Par conséquent et à l’encontre du nouveau discours dominant, le télétravail, synonyme d’une plus grande liberté et flexibilité, est aussi facteur de solitude et de stress.

Suite à son recours massif et imposé, le télétravail a forcé les entreprises à s’adapter à de nouvelles méthodes : pratiquement, la moitié des actifs (49%) déclare avoir été amenée à télétravailler depuis mars 2020. Un chiffre encore plus élevé dans l’agglomération parisienne (69%), et au sein des professions qui s’y prêtent plus facilement, comme les cadres et professions libérales (73%). Accueilli globalement de manière positive pendant le premier confinement (74% des actifs qui ont télé travaillé durant la période l’ont bien vécu), il commence néanmoins à provoquer une certaine lassitude : 32% des actifs qui télé travaillent depuis le second confinement vivent cette pratique comme une contrainte, en raison de l’affaiblissement des liens sociaux (46% d’entre eux) et d’un découragement face à une situation sanitaire qui s’éternise (45%). Les problèmes pratiques parfois posés par le télétravail n’apparaissent qu’au second plan : 22% de ceux qui le vivent mal actuellement déclarent souffrir d’une mauvaise installation, et 18% d’un manque de matériel informatique adapté.
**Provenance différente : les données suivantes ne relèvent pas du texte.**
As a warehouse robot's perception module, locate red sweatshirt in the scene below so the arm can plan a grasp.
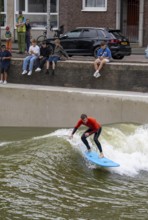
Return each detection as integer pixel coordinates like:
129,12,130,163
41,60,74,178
72,117,101,134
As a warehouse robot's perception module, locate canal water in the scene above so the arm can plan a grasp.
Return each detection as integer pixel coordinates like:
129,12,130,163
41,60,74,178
0,124,148,220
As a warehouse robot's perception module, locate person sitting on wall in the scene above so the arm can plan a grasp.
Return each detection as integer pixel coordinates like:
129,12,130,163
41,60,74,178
0,45,12,84
35,41,52,72
46,39,69,75
94,41,111,78
22,39,40,76
16,11,26,54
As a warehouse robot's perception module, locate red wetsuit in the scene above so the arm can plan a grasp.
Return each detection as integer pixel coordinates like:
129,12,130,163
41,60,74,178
72,117,101,135
72,117,102,152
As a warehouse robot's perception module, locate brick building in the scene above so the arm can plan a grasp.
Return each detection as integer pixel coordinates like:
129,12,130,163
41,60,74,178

Pour les Français, le travail à distance oscille entre bénéfices perçus et inconvénients. Certes, il permet de gagner du temps (77%), notamment dans les transports pour les habitants de la région parisienne (65%), il offre plus de flexibilité (75%), que ce soit dans l’organisation du travail ou de la vie quotidienne, et permet de réduire ses dépenses (48%). Mais le télétravail engendre aussi des contraintes, que ce soit de l’isolement (52%), la perte de la convivialité (37%), ou encore de la sédentarité (32%). A noter que les télétravailleurs sont à la fois moins enthousiastes et moins critiques que les autres : ils sont moins convaincus des gains en flexibilité dans l’organisation du travail (40% contre 45% dans la population générale), et ils sont également moins persuadés qu’il crée de l’isolement (41% contre 52%).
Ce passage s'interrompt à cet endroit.